Ultimately, the key to getting a high return on equity for real estate is working with a partner you trust!

Reach out to CRE Professionals today for real estate advice and consultations so you can make your next real estate decision with confidence.


Frequently Asked Questions

What is preferred equity in real estate?

​​Preferred equity in real estate is a form of financing that occupies a middle ground between debt and common equity.

Investors providing preferred equity typically receive priority over common equity holders in terms of distribution of profits and repayment in the event of liquidation.

Unlike debt, preferred equity doesn’t involve fixed interest payments, but investors often receive a predetermined preferred return before common equity holders receive any profits. An investor can structure preferred equity in various ways, offering flexibility in terms of risk and return for both investors and property owners.


What is private equity in real estate?

Real estate private equity involves investments made in privately held properties or real estate-related companies. Private equity firms pool capital from institutional investors, high-net-worth individuals, or pension funds to acquire, develop, or reposition real estate assets.

Private equity and real estate typically involve a longer investment horizon and higher potential returns compared to publicly traded real estate securities.


What are some considerations when evaluating preferred equity or private equity investments in real estate?

  • Risk profile: Assess the risk-return profile of the investment, considering factors such as the property type, location, market dynamics, and capital structure.

  • Capital structure: Understand the terms and structure of the preferred equity or private equity investment, including the preferred return, distribution waterfall, conversion rights, and exit strategies.

  • Track record and expertise: Evaluate the track record, expertise, and reputation of the investment sponsor or private equity firm.
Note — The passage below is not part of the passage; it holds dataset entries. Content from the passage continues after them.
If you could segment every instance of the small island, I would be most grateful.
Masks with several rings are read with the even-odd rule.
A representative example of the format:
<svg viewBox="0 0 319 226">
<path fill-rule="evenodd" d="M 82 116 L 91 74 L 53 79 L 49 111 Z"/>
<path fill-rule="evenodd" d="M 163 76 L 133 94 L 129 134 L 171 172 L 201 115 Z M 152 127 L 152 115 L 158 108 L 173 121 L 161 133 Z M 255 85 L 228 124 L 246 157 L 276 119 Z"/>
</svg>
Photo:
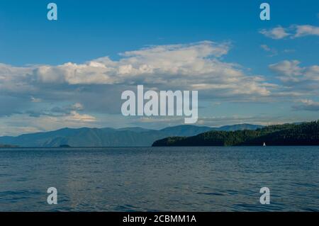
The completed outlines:
<svg viewBox="0 0 319 226">
<path fill-rule="evenodd" d="M 13 148 L 13 147 L 18 147 L 17 145 L 1 145 L 0 144 L 0 148 Z"/>
<path fill-rule="evenodd" d="M 71 147 L 69 145 L 60 145 L 60 147 L 64 147 L 64 148 L 69 148 Z"/>
</svg>

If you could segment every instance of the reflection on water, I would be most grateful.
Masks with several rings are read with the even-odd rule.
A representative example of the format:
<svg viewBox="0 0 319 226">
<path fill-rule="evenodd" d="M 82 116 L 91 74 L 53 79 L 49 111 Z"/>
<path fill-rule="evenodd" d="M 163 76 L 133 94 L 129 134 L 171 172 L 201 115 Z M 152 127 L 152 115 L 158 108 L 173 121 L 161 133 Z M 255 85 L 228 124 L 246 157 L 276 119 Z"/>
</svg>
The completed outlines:
<svg viewBox="0 0 319 226">
<path fill-rule="evenodd" d="M 319 147 L 0 149 L 0 210 L 318 211 Z"/>
</svg>

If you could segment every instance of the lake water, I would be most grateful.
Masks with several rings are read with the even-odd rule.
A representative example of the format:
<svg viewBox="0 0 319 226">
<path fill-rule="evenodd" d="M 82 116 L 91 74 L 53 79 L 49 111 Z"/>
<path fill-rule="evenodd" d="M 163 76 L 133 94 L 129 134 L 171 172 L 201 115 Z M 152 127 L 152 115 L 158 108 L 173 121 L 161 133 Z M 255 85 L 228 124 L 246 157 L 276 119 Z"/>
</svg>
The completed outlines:
<svg viewBox="0 0 319 226">
<path fill-rule="evenodd" d="M 319 147 L 0 149 L 0 211 L 16 210 L 319 211 Z"/>
</svg>

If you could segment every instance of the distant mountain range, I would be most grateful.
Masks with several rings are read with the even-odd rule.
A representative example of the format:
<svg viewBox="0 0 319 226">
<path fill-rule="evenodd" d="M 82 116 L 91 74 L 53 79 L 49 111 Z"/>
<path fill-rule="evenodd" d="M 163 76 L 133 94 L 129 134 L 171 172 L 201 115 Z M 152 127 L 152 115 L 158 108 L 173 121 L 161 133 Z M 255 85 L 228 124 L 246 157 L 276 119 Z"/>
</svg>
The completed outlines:
<svg viewBox="0 0 319 226">
<path fill-rule="evenodd" d="M 150 147 L 156 140 L 167 137 L 189 137 L 208 131 L 235 131 L 256 130 L 262 125 L 240 124 L 220 128 L 196 125 L 178 125 L 162 130 L 142 128 L 121 129 L 63 128 L 55 131 L 0 137 L 0 144 L 19 147 Z M 0 146 L 1 147 L 1 146 Z"/>
<path fill-rule="evenodd" d="M 270 125 L 257 130 L 207 131 L 194 136 L 169 137 L 152 146 L 319 145 L 319 120 Z"/>
</svg>

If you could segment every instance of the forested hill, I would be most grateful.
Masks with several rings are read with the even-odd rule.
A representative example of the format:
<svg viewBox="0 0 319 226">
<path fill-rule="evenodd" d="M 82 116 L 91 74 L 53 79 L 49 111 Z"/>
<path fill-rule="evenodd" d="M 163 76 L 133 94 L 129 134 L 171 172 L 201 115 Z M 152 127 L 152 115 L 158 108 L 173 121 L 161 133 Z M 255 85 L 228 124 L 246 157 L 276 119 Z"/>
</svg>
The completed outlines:
<svg viewBox="0 0 319 226">
<path fill-rule="evenodd" d="M 255 130 L 210 131 L 193 137 L 170 137 L 152 146 L 319 145 L 319 120 L 271 125 Z"/>
</svg>

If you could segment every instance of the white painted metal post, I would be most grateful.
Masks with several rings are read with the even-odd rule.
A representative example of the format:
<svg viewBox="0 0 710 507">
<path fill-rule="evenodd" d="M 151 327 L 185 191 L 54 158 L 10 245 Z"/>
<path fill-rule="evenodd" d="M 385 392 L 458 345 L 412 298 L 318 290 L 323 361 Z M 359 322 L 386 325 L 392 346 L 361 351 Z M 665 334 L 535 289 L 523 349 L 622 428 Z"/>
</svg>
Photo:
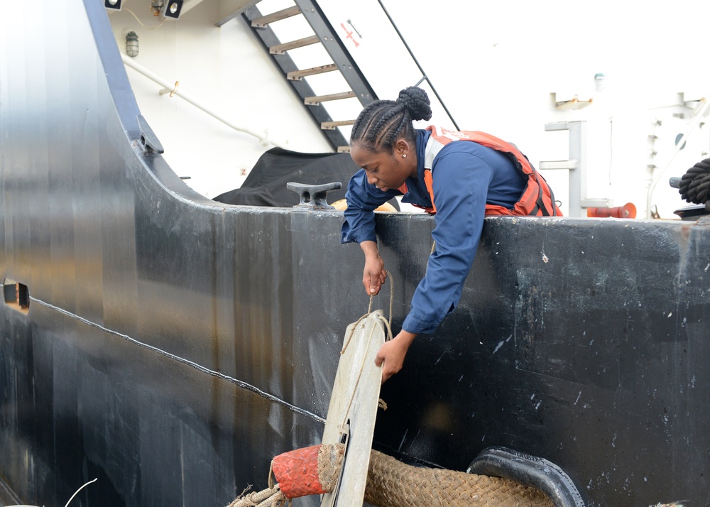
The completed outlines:
<svg viewBox="0 0 710 507">
<path fill-rule="evenodd" d="M 586 216 L 582 211 L 589 207 L 610 207 L 610 199 L 588 199 L 586 197 L 586 121 L 558 121 L 545 124 L 546 131 L 569 131 L 569 160 L 540 162 L 540 169 L 567 169 L 569 171 L 570 217 Z"/>
</svg>

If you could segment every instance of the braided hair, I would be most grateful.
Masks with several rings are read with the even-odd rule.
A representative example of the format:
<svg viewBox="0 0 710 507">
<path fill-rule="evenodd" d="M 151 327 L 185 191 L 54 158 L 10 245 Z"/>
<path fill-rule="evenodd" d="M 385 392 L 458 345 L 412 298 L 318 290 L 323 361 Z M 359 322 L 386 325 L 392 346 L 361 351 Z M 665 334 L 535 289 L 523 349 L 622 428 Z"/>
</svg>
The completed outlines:
<svg viewBox="0 0 710 507">
<path fill-rule="evenodd" d="M 350 134 L 350 145 L 357 143 L 373 153 L 390 152 L 400 137 L 414 142 L 412 121 L 428 120 L 432 108 L 427 92 L 409 87 L 397 100 L 377 100 L 358 116 Z"/>
</svg>

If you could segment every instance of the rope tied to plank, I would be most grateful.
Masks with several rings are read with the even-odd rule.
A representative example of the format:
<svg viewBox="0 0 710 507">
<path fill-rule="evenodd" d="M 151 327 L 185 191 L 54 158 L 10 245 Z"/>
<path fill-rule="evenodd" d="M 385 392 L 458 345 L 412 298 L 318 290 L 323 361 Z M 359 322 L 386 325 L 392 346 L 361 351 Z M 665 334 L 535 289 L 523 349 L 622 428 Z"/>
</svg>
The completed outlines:
<svg viewBox="0 0 710 507">
<path fill-rule="evenodd" d="M 344 452 L 342 444 L 323 444 L 279 454 L 272 462 L 272 470 L 279 481 L 275 488 L 280 489 L 275 494 L 273 492 L 270 471 L 269 489 L 250 494 L 251 499 L 242 496 L 229 507 L 283 507 L 290 498 L 331 493 L 338 481 Z M 313 457 L 317 457 L 317 462 L 314 462 Z M 266 499 L 261 501 L 262 498 Z M 364 501 L 377 507 L 554 505 L 537 488 L 510 479 L 413 467 L 377 451 L 371 451 Z"/>
</svg>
Consider their experience in executing similar investment strategies, managing risk, and generating returns in various market conditions.

  • Market dynamics: Assess market conditions, trends, and potential risks affecting the target market or property. Consider factors such as supply and demand dynamics, economic indicators, regulatory environment, and competitive landscape.

  • Due diligence: Conduct thorough due diligence on the underlying property or portfolio, including financial analysis, property valuation, tenant analysis, and legal review. Identify potential risks, opportunities, and mitigating factors that may impact the investment's performance.

  • Exit strategy: Evaluate the potential exit strategies for the investment, including sale, refinancing, or recapitalization. Understand the timeline, liquidity options, and potential obstacles to executing the exit strategy successfully.